Mais l’apprentie coiffeuse n’était pas seule à faire le voyage. Une autre jeune fille, Raïssa O., 18 ans, s’est fait remettre une paire de baskets avant de monter dans l’avion à Pointe-à-Pitre. Dans les semelles, le trafiquant avait dissimulé 319 grammes de cocaïne avec un degré de pureté compris dans une fourchette de 76 à 78%. Sachant que la poudre revendue aux consommateurs réunionnais est fortement recoupée, les dealers ont un joli bénéfice à se faire.

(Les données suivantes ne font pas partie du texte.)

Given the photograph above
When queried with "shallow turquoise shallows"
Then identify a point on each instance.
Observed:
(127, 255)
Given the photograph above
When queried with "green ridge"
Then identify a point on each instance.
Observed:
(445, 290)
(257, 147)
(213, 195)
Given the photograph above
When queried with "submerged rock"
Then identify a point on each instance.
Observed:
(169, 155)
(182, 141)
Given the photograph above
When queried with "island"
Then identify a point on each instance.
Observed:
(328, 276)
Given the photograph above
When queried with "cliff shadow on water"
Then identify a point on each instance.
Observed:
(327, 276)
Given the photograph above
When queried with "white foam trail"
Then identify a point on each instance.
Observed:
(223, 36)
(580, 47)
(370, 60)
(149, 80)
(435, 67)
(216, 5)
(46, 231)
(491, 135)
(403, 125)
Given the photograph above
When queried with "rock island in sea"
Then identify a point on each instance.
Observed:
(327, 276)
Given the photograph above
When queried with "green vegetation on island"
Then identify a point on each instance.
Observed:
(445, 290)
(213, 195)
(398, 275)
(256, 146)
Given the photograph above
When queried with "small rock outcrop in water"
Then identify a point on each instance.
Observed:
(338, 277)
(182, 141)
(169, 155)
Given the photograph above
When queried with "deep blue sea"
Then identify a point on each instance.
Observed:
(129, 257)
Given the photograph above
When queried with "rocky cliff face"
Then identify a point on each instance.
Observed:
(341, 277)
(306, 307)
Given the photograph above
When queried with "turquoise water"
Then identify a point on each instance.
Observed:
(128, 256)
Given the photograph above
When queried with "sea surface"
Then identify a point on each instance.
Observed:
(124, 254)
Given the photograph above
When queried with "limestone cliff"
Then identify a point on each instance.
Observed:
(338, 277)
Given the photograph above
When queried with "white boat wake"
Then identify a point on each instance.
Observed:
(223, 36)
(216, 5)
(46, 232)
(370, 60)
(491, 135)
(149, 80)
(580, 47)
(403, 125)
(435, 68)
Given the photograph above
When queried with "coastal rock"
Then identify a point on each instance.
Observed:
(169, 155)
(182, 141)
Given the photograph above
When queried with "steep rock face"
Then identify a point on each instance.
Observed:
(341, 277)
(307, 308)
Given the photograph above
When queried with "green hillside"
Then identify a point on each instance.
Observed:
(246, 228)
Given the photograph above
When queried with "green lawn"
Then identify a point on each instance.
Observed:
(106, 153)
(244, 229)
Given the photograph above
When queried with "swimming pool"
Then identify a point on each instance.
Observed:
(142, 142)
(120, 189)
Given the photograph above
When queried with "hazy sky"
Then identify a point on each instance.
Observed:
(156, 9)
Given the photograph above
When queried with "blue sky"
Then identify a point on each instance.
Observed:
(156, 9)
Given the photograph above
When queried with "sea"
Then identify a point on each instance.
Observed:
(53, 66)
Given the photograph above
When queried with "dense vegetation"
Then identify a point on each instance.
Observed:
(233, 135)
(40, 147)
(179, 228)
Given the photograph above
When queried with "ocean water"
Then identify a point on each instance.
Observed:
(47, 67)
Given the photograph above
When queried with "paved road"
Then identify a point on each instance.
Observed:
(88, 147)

Les douanes ont estimé les 657 grammes que les deux mules ont passé dans une fourchette comprise entre 60.000 et près de 100.000 euros, selon que le prix retenu est celui à l’achat ou à la revente.

Interrogées par les policiers, les deux jeunes mules se sont montrées peu loquaces, ignorant les identités des commanditaires et des intermédiaires du trafic.  Raïssa O., sans emploi depuis qu’elle a cessé de travailler dans une entreprise de pompes funèbres pour 500 euros le mois, a varié dans ses explications avant d’annoncer qu’elle allait livrer le nom de son recruteur.

Recrutée par un certain… « Oui-Oui »

Mais les enquêteurs ont vite déchanté quand elle a balancé un certain « Oui-Oui ». Un nom bien connu des petits et des grands puisque ce personnage fictif, apparu en France au début des années 60, est un célèbre chauffeur de taxi et livreur qui continue de remporter un franc succès, passé des livres pour enfants aux séries d’animation. Inutile de dire que cet alias n’a pas permis aux policiers de remonter la filière. De la même façon, ils ont fait chou blanc en explorant les téléphones portables et le compte bancaire des deux pauvres mules.

Le procès des deux suspectes a finalement été reporté à la mi-novembre, à la demande de l’une d’elle. En attendant, le parquet de Saint-Denis a requis leur maintien sous mandat de dépôt. Une mesure coercitive à laquelle les juges ont fait droit, sachant qu’il y avait un risque de récidive et qu’elles n’ont pas de famille à La Réunion. Toutes deux ont donc rejoint le quartier surpeuplé des femmes de la prison de Domenjod où elles sont parfois une demi-douzaine à s’entasser dans une même cellule.